So I was 12 years old in the early 90s and had yet to get my period, and therefore really was unaware of the things that go on, or could go wrong, “down there.” Thinking back, I don’t remember much about the symptoms of my diabetes. Though I can still feel the panic of not having a full dollar to buy two drinks for lunch at school, because otherwise my thirst would be insane. I must have been peeing all the time, as it will soon become evident, but that’s not what sticks out in my memory.
My main problem was some serious itching “down there.” I was a dumb kid and didn’t think further than “This is annoying.” I would mainly notice it at night when I was trying to fall asleep. SO. MUCH. ITCHING.
Then one day I overhear my older sister explaining the same symptoms to my Mom. I butt in with “Hey, that sounds just like me!” So my Mom takes us both to the pediatrician, together, probably thinking there’s something wrong with the water or something.

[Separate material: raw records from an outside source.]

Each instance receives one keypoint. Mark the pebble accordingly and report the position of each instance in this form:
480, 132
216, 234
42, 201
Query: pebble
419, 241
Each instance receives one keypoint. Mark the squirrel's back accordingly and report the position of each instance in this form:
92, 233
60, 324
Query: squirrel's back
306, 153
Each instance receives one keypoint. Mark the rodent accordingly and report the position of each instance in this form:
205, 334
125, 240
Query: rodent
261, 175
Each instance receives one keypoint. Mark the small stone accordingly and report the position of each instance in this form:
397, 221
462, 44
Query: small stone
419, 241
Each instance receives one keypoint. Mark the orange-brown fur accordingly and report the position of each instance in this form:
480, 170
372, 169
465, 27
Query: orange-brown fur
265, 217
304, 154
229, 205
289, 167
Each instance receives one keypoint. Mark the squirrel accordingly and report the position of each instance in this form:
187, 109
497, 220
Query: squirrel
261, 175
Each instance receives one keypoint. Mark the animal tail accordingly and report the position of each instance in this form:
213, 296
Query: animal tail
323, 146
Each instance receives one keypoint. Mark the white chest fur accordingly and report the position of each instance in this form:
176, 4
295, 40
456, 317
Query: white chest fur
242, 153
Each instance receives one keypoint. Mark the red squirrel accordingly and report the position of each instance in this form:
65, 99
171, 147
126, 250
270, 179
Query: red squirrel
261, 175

Nope. We both had “surface” yeast infections. Both caused by excess sugar in the urine from diabetes. Except I was Type 1, and she was Type 2.
My blood sugar was in the low 300’s when they tested me. It probably would have taken months to get diagnosed otherwise. I’ve heard horror stories of kids hospitalized in DKA with numbers in the thousands.
So, needless to say, my Mom had a bad day that day. And I have a hard time explaining to people exactly how I was diagnosed.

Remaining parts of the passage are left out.